From Indoor To Outdoor: Unsupervised Domain Adaptive Gait Recognition
Likai Wang, Ruize Han, Wei Feng, Song Wang
TL;DR
The paper tackles unsupervised domain adaptive gait recognition from indoor to outdoor, where labeled indoor data must generalize to unlabeled outdoor data. It proposes a three-stage framework—source-domain training, target-domain pseudo-label generation via clustering, and target-domain fine-tuning—augmented with uncertainty estimation to mitigate noisy pseudo labels. An uncertainty-regularized learning scheme weights samples and pairs by estimated uncertainty, and a new outdoor gait benchmark (DukeGait) with four cross-domain protocols is established. Experiments show the proposed method consistently outperforms state-of-the-art gait recognition and UDA-Re-ID baselines, demonstrating practical potential for real-world outdoor gait identification.
Abstract
Gait recognition is an important AI task, which has been progressed rapidly with the development of deep learning. However, existing learning based gait recognition methods mainly focus on the single domain, especially the constrained laboratory environment. In this paper, we study a new problem of unsupervised domain adaptive gait recognition (UDA-GR), that learns a gait identifier with supervised labels from the indoor scenes (source domain), and is applied to the outdoor wild scenes (target domain).

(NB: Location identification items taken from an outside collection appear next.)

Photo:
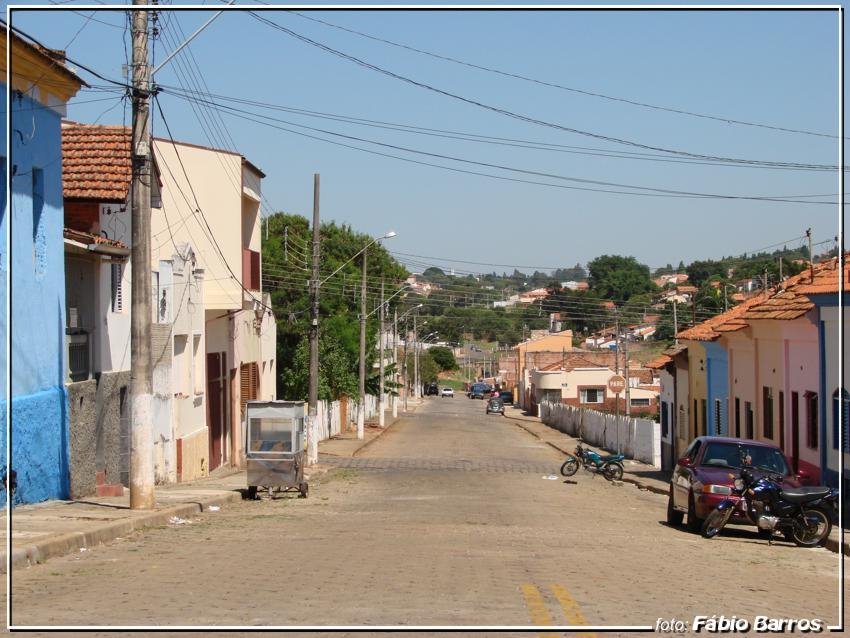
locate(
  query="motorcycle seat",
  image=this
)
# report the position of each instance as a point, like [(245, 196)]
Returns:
[(804, 494)]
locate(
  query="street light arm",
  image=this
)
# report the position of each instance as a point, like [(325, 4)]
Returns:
[(397, 292)]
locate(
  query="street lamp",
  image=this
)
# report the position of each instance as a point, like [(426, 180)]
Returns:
[(361, 412)]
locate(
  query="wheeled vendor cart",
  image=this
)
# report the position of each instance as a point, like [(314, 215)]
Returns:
[(274, 447)]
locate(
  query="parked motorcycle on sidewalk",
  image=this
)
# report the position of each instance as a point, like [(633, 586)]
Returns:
[(804, 515), (610, 466)]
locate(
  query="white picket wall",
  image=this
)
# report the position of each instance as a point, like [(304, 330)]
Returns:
[(638, 439)]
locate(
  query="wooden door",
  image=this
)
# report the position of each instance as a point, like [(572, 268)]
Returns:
[(216, 402)]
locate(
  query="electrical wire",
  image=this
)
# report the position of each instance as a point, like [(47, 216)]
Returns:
[(517, 76), (645, 191), (513, 114)]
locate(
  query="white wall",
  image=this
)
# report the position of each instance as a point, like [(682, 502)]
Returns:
[(638, 439)]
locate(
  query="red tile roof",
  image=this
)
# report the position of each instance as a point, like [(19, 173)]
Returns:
[(728, 321), (95, 162)]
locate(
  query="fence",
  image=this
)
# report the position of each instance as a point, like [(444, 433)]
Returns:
[(331, 414), (639, 439)]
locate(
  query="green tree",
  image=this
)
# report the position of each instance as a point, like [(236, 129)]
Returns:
[(443, 357), (618, 278)]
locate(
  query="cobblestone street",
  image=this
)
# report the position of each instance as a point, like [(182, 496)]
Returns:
[(451, 518)]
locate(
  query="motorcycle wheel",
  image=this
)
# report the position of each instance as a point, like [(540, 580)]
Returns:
[(810, 528), (570, 466), (715, 522), (613, 471)]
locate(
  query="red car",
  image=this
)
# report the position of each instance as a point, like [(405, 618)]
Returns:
[(705, 475)]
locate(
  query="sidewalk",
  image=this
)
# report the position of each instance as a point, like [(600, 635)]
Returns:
[(645, 477), (56, 528)]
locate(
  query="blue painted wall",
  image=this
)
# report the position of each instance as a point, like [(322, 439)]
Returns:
[(4, 274), (39, 415), (717, 379)]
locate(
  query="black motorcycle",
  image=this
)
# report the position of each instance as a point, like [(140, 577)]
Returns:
[(804, 515)]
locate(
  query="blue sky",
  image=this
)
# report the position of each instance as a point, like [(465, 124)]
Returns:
[(769, 67)]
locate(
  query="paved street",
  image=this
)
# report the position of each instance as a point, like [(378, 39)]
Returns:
[(448, 519)]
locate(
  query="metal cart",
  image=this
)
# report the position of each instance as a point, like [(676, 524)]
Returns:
[(274, 447)]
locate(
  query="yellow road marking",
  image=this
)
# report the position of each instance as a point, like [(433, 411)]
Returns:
[(537, 608), (571, 608)]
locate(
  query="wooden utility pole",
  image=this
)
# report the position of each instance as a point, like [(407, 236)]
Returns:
[(141, 385), (361, 412), (313, 334), (381, 363), (395, 364)]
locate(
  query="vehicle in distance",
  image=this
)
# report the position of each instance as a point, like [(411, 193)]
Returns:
[(706, 474), (495, 405), (478, 390)]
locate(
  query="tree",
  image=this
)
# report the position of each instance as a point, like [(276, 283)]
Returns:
[(443, 357), (618, 278), (701, 271)]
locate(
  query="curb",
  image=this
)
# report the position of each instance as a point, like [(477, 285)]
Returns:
[(39, 552)]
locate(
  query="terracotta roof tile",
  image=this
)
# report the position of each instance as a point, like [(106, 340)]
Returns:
[(95, 162), (825, 280), (728, 321)]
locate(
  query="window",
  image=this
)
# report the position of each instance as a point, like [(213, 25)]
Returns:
[(592, 395), (811, 399), (39, 239), (198, 364), (737, 417), (117, 287), (717, 416), (180, 382), (841, 416), (767, 412)]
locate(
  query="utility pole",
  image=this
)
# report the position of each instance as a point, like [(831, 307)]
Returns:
[(675, 324), (811, 256), (381, 364), (361, 412), (313, 335), (141, 384), (395, 364), (415, 360)]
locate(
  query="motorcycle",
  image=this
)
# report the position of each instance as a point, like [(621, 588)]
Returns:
[(610, 466), (804, 515)]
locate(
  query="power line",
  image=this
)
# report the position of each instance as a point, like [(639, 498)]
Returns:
[(645, 191), (513, 114), (724, 120), (477, 138)]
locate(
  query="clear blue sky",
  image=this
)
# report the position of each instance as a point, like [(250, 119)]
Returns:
[(769, 67)]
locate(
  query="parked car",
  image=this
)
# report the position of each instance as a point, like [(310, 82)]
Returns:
[(706, 474), (495, 405)]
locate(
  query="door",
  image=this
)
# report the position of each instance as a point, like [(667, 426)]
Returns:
[(216, 402)]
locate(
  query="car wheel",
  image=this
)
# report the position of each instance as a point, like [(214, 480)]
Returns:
[(694, 522), (674, 516)]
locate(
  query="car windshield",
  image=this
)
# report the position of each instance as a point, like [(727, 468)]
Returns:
[(737, 455)]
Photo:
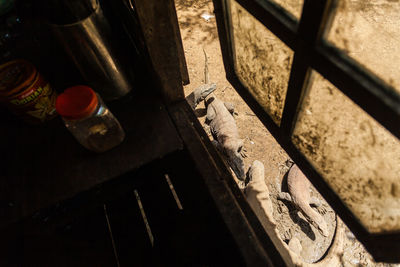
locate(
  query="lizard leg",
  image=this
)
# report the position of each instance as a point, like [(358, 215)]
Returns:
[(217, 146), (230, 107), (315, 202), (284, 196), (210, 113)]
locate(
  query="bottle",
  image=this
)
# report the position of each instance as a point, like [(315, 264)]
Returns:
[(88, 119), (87, 37)]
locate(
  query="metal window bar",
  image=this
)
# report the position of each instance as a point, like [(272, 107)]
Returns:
[(374, 96)]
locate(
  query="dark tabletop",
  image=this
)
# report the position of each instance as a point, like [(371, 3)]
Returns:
[(42, 165)]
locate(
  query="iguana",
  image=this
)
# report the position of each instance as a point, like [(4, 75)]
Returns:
[(224, 130), (299, 195), (200, 93), (257, 193)]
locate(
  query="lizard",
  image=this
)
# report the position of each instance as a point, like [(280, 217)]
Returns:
[(257, 193), (200, 93), (299, 195), (223, 129)]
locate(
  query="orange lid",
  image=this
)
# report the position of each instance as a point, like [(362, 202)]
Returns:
[(76, 102), (16, 76)]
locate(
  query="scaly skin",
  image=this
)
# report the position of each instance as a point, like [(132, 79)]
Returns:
[(224, 130), (200, 93), (257, 193), (299, 190)]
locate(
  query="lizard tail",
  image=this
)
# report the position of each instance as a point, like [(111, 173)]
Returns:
[(206, 75)]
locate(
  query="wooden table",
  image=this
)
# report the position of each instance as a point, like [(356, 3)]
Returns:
[(43, 165)]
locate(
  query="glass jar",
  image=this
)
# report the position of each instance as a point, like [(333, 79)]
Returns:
[(88, 119)]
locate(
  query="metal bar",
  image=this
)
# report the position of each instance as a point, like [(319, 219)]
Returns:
[(157, 20), (379, 245), (279, 22), (145, 220), (311, 26), (255, 247), (365, 89), (174, 194), (377, 99), (369, 92), (111, 235)]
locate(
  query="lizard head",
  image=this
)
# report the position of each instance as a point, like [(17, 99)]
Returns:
[(201, 92), (234, 149), (322, 228)]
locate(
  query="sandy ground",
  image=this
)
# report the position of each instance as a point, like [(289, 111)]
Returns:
[(198, 29)]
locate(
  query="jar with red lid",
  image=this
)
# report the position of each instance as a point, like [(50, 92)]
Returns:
[(88, 119)]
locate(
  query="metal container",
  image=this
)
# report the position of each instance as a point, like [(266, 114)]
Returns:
[(89, 42)]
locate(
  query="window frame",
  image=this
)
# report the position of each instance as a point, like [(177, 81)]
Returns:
[(364, 88)]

For this purpose, we develop an uncertainty estimation and regularization based UDA-GR method. Specifically, we investigate the characteristic of gaits in the indoor and outdoor scenes, for estimating the gait sample uncertainty, which is used in the unsupervised fine-tuning on the target domain to alleviate the noises of the pseudo labels. We also establish a new benchmark for the proposed problem, experimental results on which show the effectiveness of the proposed method. We will release the benchmark and source code in this work to the public.